Eu fico com fome e bebo água, confessa a estudante.

Mas quando a fome aperta mesmo, ela se vira de outras formas para mitigar esse problema. As vezes eu como alguma coisa, sei lá, uma banana. Às vezes eu compro até uns chips mesmo, só para enganar o estômago”.

Não é só o percurso

A baixa remuneração dos professores de história também desanima Jacya. Só em 2024, um professor de história trabalhou 44 horas semanais em escolas de ensino fundamental no Brasil com piso salarial de R$4.180,00, de acordo com o Portal Salário.

As expectativas de carreira na área também desmotivam a aspirante a professora. Todos os dias, os alunos da Ufes recebem em seus e-mails vagas de estágio de seus cursos, mas poucas oportunidades surgem para o curso de História. Um reflexo disso é o número frequente de estudantes da licenciatura que trabalham em empregos que não são da área que estudam. Jacya e seus amigos próximos são exemplos.  

“Um dos meus amigos de curso faz algo completamente diferente – desenhos. Outro trabalha com almoxarifado. E tem os outros que trabalham com qualquer outra coisa fora da área, relata a estudante. 

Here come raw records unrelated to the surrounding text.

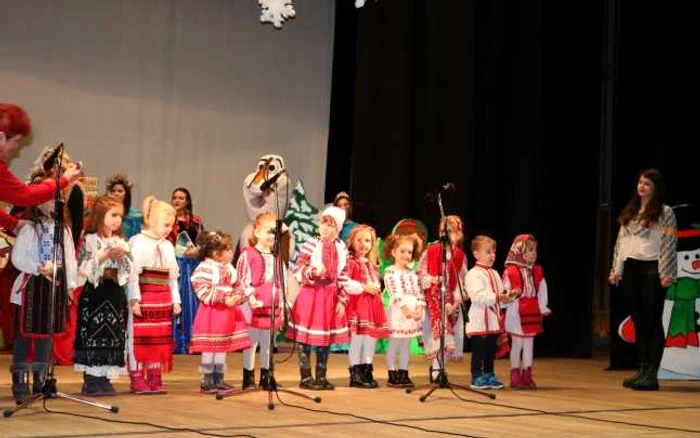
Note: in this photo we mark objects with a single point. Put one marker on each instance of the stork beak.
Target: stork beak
(259, 177)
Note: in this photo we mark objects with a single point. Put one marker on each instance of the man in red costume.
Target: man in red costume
(14, 125)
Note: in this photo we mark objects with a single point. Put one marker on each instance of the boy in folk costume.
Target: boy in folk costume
(318, 315)
(262, 282)
(153, 297)
(524, 280)
(486, 294)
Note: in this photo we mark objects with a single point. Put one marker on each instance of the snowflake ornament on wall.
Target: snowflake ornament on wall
(361, 3)
(276, 11)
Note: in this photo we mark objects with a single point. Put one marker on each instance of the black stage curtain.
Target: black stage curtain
(501, 98)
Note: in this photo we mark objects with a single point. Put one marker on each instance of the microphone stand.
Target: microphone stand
(270, 383)
(49, 389)
(441, 381)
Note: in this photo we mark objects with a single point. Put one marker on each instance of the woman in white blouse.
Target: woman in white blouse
(644, 263)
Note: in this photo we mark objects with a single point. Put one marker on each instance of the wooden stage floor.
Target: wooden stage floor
(576, 398)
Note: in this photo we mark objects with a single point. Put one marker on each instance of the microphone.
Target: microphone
(267, 184)
(447, 187)
(50, 161)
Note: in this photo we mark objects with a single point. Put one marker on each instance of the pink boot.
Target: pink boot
(528, 382)
(155, 381)
(138, 384)
(516, 378)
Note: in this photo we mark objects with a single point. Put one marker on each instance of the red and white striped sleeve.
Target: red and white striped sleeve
(203, 285)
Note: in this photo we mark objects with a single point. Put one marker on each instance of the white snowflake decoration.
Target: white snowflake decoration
(361, 3)
(276, 11)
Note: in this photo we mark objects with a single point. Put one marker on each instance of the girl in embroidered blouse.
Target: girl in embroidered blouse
(524, 280)
(256, 271)
(100, 339)
(318, 314)
(645, 262)
(153, 298)
(366, 315)
(406, 308)
(220, 325)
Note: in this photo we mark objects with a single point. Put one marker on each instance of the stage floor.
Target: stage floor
(576, 398)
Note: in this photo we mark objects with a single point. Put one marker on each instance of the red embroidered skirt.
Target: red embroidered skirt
(153, 330)
(367, 316)
(313, 320)
(218, 329)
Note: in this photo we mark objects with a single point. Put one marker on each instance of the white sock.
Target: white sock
(355, 350)
(404, 353)
(368, 349)
(528, 352)
(516, 349)
(394, 344)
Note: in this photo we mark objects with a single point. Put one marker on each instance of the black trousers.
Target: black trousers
(483, 354)
(644, 297)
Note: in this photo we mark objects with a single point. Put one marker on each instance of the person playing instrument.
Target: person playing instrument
(455, 267)
(14, 126)
(38, 316)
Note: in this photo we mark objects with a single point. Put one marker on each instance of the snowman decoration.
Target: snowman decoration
(681, 359)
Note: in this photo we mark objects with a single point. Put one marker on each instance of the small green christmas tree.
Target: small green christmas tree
(302, 220)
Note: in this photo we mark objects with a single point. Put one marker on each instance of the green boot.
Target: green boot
(648, 381)
(630, 381)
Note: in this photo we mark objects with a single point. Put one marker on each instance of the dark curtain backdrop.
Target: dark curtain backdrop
(501, 98)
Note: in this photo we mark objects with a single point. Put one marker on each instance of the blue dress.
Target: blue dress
(182, 330)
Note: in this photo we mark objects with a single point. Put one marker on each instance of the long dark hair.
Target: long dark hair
(188, 206)
(656, 203)
(121, 180)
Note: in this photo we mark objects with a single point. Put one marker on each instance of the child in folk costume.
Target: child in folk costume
(486, 293)
(524, 280)
(431, 265)
(100, 341)
(219, 326)
(153, 298)
(366, 315)
(256, 270)
(406, 308)
(318, 315)
(36, 317)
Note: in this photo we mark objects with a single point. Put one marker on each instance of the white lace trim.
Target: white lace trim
(101, 371)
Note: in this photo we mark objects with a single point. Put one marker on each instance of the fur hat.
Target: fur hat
(338, 214)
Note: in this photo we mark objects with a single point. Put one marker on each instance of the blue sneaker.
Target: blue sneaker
(492, 382)
(480, 382)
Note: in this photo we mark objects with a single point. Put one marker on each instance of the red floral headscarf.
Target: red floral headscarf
(516, 255)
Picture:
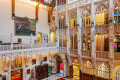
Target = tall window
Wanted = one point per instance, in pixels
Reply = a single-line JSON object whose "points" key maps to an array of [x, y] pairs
{"points": [[103, 71], [88, 68]]}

Essa falta de oportunidade escancara a situação que muitos recém-formados em licenciatura em História se encontram. Um levantamento do Instituto Semesp, que desenvolve análises estatísticas referentes ao ensino superior, apontou que 68,4% dos formados em História no Brasil estão desempregados ou trabalhando fora da área. 

 Eu vou dar aula para geração Tik Tok”

Com os baixos salários e a oferta reduzida de vagas, Jacya também deve se preparar para enfrentar outro desafio – as gerações Alfa e Beta, a geração Tik Tok. Nascidos pós 2010, essas duas gerações estão crescendo em um mundo hiperconectado com informações circulando rapidamente em aparelhos tecnológicos que disputam a sua atenção a todo momento. 

Diante de uma fonte interminável de vídeos com informações rasas que duram poucos minutos, Jacya teme não conseguir inspirar os alunos da mesma forma que o Professor Paulo conseguiu em suas aulas.

“Para que o aluno vai querer escutar uma aula de uma hora, se ele pode ver um vídeo no YouTube e aprender (o conteúdo) em 10 minutos? É assustador”, teme a estudante.

Hoje, com o seu relacionamento com a História já esfriado, Jacya encara com maturidade a sua jornada pelo curso. Mesmo com todos os desencantos que passou ao longo da sua graduação e com um futuro incerto à sua frente, Jacya não se arrepende da escolha.  

“Eu poderia ter perguntado para outras pessoas como era o curso efetivamente, porque às vezes não me identifico tanto – mesmo gostando. Mas hoje eu entendo que eu mais gosto do que não gosto, e por isso ainda persisto”.